Rep. Jackie Speier has named a Hillsborough student as the winner of the Congressional App Challenge in California’s 14th district. San Mateo High School’s Manya Goutam submitted Brain Buggy, a mind-controlled robotic wheel chair app to help paralyzed military veterans and other patients move around by simply using their brain waves to instruct the wheelchair to move in their desired direction.

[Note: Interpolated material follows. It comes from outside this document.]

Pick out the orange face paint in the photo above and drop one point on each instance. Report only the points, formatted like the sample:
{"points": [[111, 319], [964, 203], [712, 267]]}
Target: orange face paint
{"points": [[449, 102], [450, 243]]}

When asked why they were passionate about creating an app that aids paralyzed persons the student replied, “I had recently seen a cool exhibit at the San Jose Tech Museum where they displayed a headset with an EEG sensor that measured the electrical signals generated in a human’s brain. I got to actually try it out and discovered it was able to accurately interpret various moods of mine, including happiness, focus & attention, as well as meditation. As I tinkered with the headset, I wondered if these brain waves could be used to move a physical object like a wheelchair, especially for quadriplegic patients, who are unable to move any of their limbs.” The student hopes to encourage other students to better their communities by using their computer science skills.
Over 10,000 students registered for the 2019 Congressional App Challenge. These students created and submitted 2,177 functioning apps, marking the end of the most successful Congressional App Challenge to date. All told, 304 Members of Congress hosted Congressional App Challenges in their districts across 48 states, Puerto Rico, the Mariana Islands, and Washington, D.C.
The CAC is an initiative of the U.S. House of Representatives, where Members of Congress host contests in their districts for middle school and high school students, encouraging them to learn to code and inspiring them to pursue careers in computer science. The non-profit Internet Education Foundation provides the CAC with supplemental staffing and support. In the five years of the Congressional App Challenge, the program has yielded 1134 App Challenges across 48 states. Thousands of functional apps have been created by over 25,000 students, and participant demographics surpass all industry diversity metrics.